JESSICA PRATT
On Your Own Love Again
Spunk
Jessica Pratt picked up her brothers discarded Stratocaster when she was 15 and schooled herself on the instrument by listening to T-Rex songs. It was her relocation to San Francisco that immersed her into the world of folk music where she became friends with members of White Fence and often got compared to the ‘freak-folk’ artists of recent years.
On Your Own Love Again is predominantly Pratt’s ethereal voice and precisely plucked guitar. There is a sense of being caught in a time warp as the easy comparison is to pigeonhole Pratt as a mimic of Joni Mitchell or Joan Baez, but On Your Own Love Again is much more than a regurgitation of folk history.

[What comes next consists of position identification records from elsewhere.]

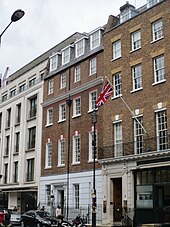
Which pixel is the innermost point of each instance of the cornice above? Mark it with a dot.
(74, 91)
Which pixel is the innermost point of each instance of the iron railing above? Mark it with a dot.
(131, 148)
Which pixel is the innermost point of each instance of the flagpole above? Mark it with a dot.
(127, 106)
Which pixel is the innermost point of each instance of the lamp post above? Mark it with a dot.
(17, 15)
(94, 121)
(69, 102)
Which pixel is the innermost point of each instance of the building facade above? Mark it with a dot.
(20, 146)
(70, 90)
(135, 154)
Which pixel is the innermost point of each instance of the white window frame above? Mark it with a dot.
(159, 69)
(51, 86)
(138, 135)
(61, 152)
(161, 129)
(76, 196)
(118, 144)
(95, 38)
(79, 47)
(32, 81)
(62, 112)
(77, 73)
(136, 40)
(77, 107)
(93, 66)
(157, 30)
(49, 116)
(65, 54)
(48, 160)
(76, 149)
(137, 77)
(53, 62)
(126, 15)
(63, 81)
(91, 147)
(92, 100)
(151, 3)
(117, 84)
(117, 49)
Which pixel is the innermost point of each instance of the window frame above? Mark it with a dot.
(61, 152)
(95, 39)
(138, 135)
(157, 75)
(48, 156)
(50, 86)
(53, 62)
(76, 149)
(49, 117)
(62, 115)
(91, 147)
(118, 139)
(77, 73)
(117, 85)
(76, 196)
(63, 81)
(136, 42)
(156, 32)
(30, 169)
(117, 50)
(163, 129)
(136, 77)
(65, 55)
(76, 108)
(79, 47)
(92, 101)
(93, 66)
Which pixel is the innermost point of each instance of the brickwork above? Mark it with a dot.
(150, 95)
(81, 124)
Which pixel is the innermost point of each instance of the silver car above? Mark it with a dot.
(15, 218)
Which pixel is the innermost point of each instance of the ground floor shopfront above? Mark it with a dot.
(137, 189)
(23, 199)
(73, 193)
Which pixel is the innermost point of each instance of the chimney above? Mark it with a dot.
(112, 22)
(126, 6)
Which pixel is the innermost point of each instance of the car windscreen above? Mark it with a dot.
(43, 214)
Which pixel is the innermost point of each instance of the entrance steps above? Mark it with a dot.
(155, 225)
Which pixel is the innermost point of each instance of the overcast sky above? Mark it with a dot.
(48, 22)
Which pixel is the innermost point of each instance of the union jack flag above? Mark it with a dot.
(106, 92)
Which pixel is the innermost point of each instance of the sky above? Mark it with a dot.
(46, 23)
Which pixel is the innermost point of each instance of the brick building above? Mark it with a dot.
(135, 154)
(70, 90)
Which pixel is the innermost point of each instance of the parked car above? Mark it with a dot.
(15, 217)
(38, 218)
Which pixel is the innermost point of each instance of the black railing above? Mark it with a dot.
(133, 148)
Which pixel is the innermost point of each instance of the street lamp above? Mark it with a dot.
(69, 102)
(94, 121)
(17, 15)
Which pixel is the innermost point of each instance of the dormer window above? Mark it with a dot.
(53, 62)
(80, 47)
(65, 53)
(151, 3)
(95, 38)
(127, 11)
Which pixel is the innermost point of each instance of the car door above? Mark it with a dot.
(32, 220)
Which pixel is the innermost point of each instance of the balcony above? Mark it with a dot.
(31, 144)
(152, 144)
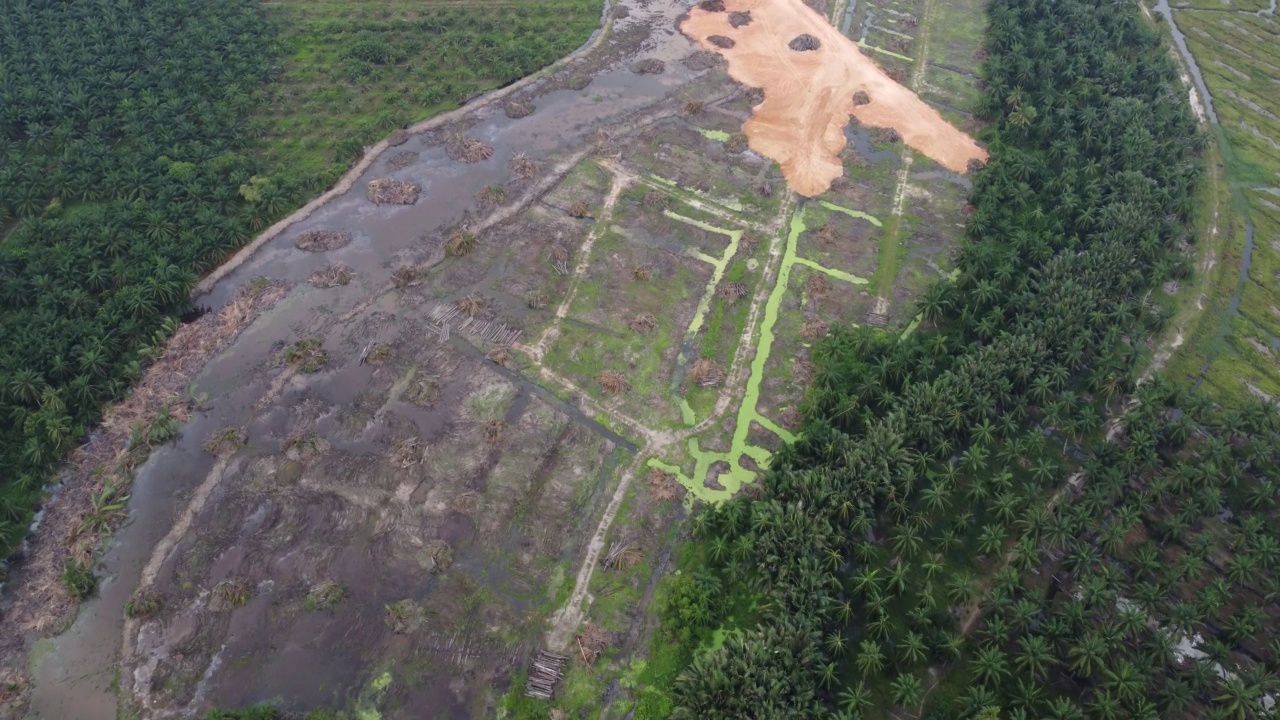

Pratt slows down the tape during the recording of Jacquelyn In The Background making the music melt into itself. For The Game That I Play she adds her own harmonies to add more voices to the room without sacrificing any intimacy. Back, Baby is up tempo by Pratt’s usual glacier pace, and delivers one of her finest lines in ‘your love is just a myth I devised’, during the well travelled territory of a break up song.
On Your Own Love Again is so raw that you would envisage it was recorded with Pratt in the middle of a mushroom circle with a swarm of fairies to keep her company. On Your Own Love Again is simple, but glorious at the same time.